Rhetoric is all well and good, but let's talk about the reality. The President has no power to control the budget for Texas high schools or state funding to higher education to decrease contributions required by students and/or their families. The only bills that can make it better come with a dead president's pictures on them. You gotta show me the money. Instead.... all we do is what Caroline Sweet pointed out. We create the Two Americas where if you can kick in some extra money for a charter school you have a fancier education even if it doesn't result in better test scores. Maybe that charter school can afford to pay a college prep person who can help students apply for the coveted public/private partnership so the 1% can bless us with their trickle down scholarships. Even Senator Elizabeth Warren's bill, which is awesome and wonderful and hey she's from my home state, really only seeks to reduce the interest rate on student loan payments, because she knows she's powerless to reduce the high cost of education or lack of education funding. What she's doing, is realistically all she can do, and bless her for it, but we need Elizabeth Warren's in state houses across America.
So, Mr. President, can we cut the BS and talk about truly reforming education? No. Actually, we can't.

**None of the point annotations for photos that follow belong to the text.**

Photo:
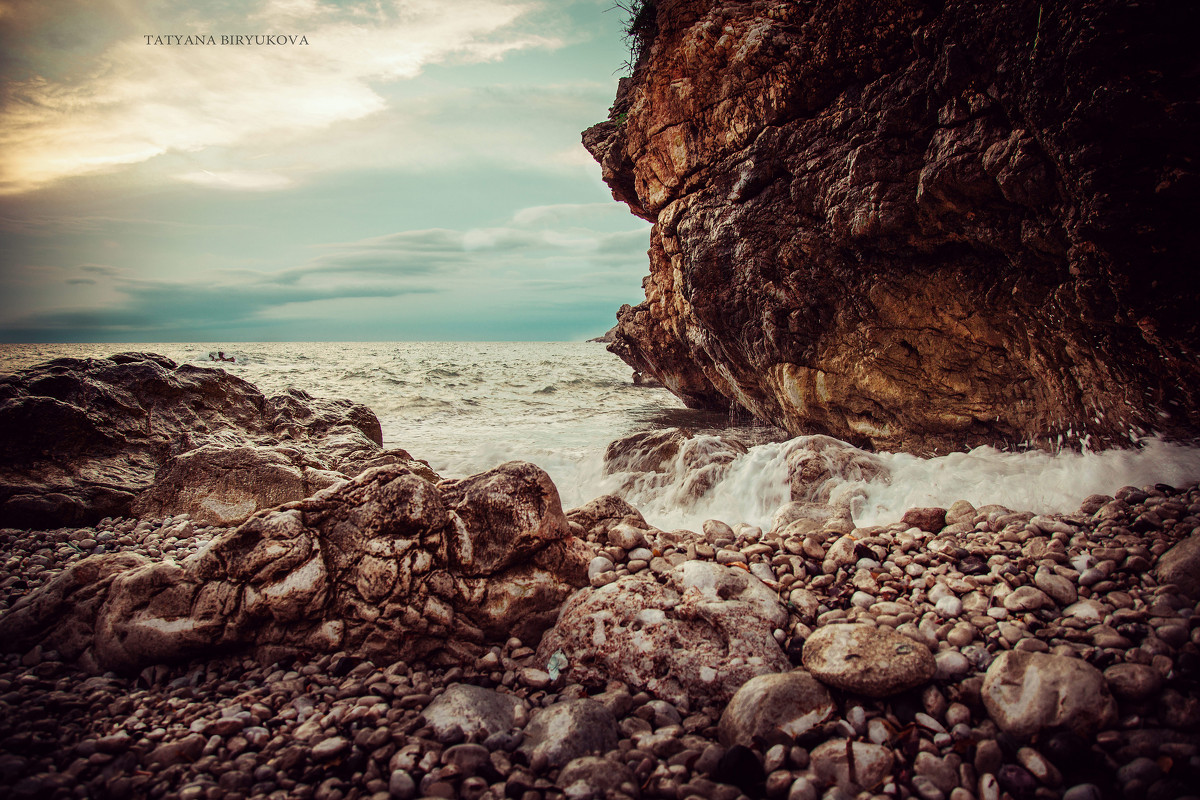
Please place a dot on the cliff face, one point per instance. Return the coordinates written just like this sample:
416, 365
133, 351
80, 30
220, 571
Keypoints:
921, 224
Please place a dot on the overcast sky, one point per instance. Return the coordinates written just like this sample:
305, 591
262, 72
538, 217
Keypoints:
414, 172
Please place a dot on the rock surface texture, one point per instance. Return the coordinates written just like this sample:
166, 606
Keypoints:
88, 438
917, 224
385, 566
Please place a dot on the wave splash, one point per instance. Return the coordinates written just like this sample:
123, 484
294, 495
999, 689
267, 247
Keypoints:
677, 480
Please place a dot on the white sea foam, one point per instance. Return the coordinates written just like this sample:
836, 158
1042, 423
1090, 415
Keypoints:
468, 407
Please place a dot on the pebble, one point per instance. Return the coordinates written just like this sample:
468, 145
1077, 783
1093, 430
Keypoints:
1078, 593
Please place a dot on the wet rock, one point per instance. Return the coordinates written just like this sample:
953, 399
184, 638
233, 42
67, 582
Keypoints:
1029, 692
695, 639
809, 181
606, 511
569, 731
589, 776
387, 565
930, 519
773, 709
876, 662
1181, 566
85, 437
222, 486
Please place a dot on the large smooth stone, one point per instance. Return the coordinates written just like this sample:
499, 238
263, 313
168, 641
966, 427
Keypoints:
1027, 692
475, 710
876, 662
568, 731
774, 709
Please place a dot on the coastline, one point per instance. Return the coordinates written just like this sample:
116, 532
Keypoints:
1092, 591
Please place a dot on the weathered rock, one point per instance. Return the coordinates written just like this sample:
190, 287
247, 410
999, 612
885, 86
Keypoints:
82, 438
223, 486
876, 662
569, 731
477, 711
592, 777
931, 519
817, 465
1027, 692
847, 764
383, 566
1181, 566
679, 462
1132, 681
607, 510
774, 709
694, 641
923, 224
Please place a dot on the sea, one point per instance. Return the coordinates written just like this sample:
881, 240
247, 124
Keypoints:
466, 407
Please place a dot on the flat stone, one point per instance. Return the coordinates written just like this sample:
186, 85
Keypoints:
330, 747
876, 662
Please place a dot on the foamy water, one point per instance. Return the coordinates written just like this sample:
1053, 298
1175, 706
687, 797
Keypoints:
468, 407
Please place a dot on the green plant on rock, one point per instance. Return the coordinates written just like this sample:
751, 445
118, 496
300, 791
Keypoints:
641, 26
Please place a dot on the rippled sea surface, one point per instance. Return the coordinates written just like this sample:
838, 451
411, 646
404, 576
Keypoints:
462, 407
468, 407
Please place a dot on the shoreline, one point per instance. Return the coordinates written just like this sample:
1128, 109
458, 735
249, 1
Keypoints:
646, 666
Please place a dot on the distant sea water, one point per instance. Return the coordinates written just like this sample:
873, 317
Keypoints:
467, 407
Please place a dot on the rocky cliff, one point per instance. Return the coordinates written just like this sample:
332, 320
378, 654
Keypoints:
917, 224
87, 438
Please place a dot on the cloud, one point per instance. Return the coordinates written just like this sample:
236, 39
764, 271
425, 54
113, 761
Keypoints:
101, 100
397, 282
244, 181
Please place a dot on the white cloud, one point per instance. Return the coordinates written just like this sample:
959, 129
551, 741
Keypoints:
73, 114
240, 181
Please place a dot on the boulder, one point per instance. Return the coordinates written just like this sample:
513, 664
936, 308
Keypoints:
564, 732
873, 661
1029, 692
223, 486
84, 438
691, 641
591, 777
930, 519
607, 510
774, 709
379, 566
921, 226
1181, 566
477, 711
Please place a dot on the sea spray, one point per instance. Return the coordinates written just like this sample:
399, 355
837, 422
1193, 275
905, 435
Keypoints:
468, 407
756, 483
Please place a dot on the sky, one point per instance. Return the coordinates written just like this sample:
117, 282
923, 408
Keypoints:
412, 173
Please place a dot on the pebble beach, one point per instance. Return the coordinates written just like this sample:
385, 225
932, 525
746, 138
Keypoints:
1108, 591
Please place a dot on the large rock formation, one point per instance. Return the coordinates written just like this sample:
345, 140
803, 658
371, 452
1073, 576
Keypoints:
915, 223
388, 566
87, 438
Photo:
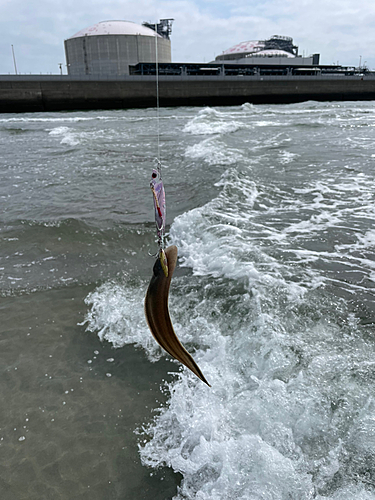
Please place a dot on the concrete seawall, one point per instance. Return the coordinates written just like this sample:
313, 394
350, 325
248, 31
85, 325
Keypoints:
57, 93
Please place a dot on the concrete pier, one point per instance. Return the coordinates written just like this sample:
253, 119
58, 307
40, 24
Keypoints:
19, 94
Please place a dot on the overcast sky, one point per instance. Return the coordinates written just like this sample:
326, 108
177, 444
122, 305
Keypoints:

Because that reality would cost this country more than we're willing to spend and there is no way we'd ever get the 113th Congress to agree to prioritize young people over tanks and missiles defense contractors. So.... we give speeches and we talk about how we want to have high standards and don't want to pay for it, and then we blame the teacher and the student for complaining. We publicly humiliate educators who could make more working less at Starbucks and we punish the student who sees tests for what they are.
So what do we do? I actually think closing the school district in Michigan was a good idea. The students walking out in protest in Philly is a better one. I think regardless of which of these options is preferred we as students, teachers, parents, community allies we just stand up and walk out. We say stop. Until elected officials develop the political will to create lasting and meaningful education reform that works and prioritizes learning and not just facts and figures and "sit down and shut up" I think we stop school. Time for some tough love. Walk out of your class rooms and straight into state houses across the country and say no more.